Nadat ik al mijn vaardagen als matroos bij elkaar had wilde ik natuurlijk als stuurman gaan varen. Maar Wagenborg stond toen ook op het punt van failliet gaan. Ze moesten schepen verkopen en dus was er geen plek voor mij als stuurman. Ik kon wel als matroos blijven maar dat was voor mij natuurlijk geen optie. Werk als beginnend stuurman was ook niet makkelijk te vinden dus dan maar weer naar school. Derde stuurman Grote Handels Vaart. Dit diploma behaalde ik in 1985 en daarna vond ik werk bij Vertom in Rotterdam. De rederijnaam bestaat nog steeds maar is een hele andere rederij inmiddels. Vertom, genoemd naar de vrouw van de oprichter Vera Tomson, had twee schepen, de Carla en de Louise, later kwam nog de Lee Francis. (schepen genoemd naar de dochters van de oprichter). Ik kwam als stuurman op de Carla en later ook op de Louise. De schepen voeren vanuit Europa naar de Carib en zuid-Amerika. (in samenwerking met KNSM-Kroonenburg).

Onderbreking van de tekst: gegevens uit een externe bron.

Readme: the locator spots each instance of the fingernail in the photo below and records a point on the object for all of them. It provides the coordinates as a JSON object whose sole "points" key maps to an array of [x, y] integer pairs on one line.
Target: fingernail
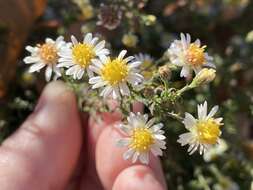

Maar dat duurde niet lang. Met dank aan Ronnie Brunswijk, een Surinaams-Aukaanse ex-rebellenleider, kwam de aanvoer van retourlading vanuit Suriname naar Nederland stil te liggen. Hierdoor bleven wij meer in zuid-Amerika hangen en hebben we prachtige reizen in het Amazone-delta gebied gemaakt. Hier werd bij diverse houtzagerijtjes bij de indianen tropisch hardhout geladen dat dan weer naar noord-Amerika ging. Ook zijn we een keer in Paraguay geweest, een bijzondere bestemming. (Bij Buenos Aires de rivier op en dan nog een roteind door Uruguay en Brazilië). Na mijn periode bij Vertom, want ook daar gingen ze uitvlaggen en met goedkopere bemanningen varen, ben ik weer naar school gegaan voor het diploma tweede stuurman Grote Handels Vaart.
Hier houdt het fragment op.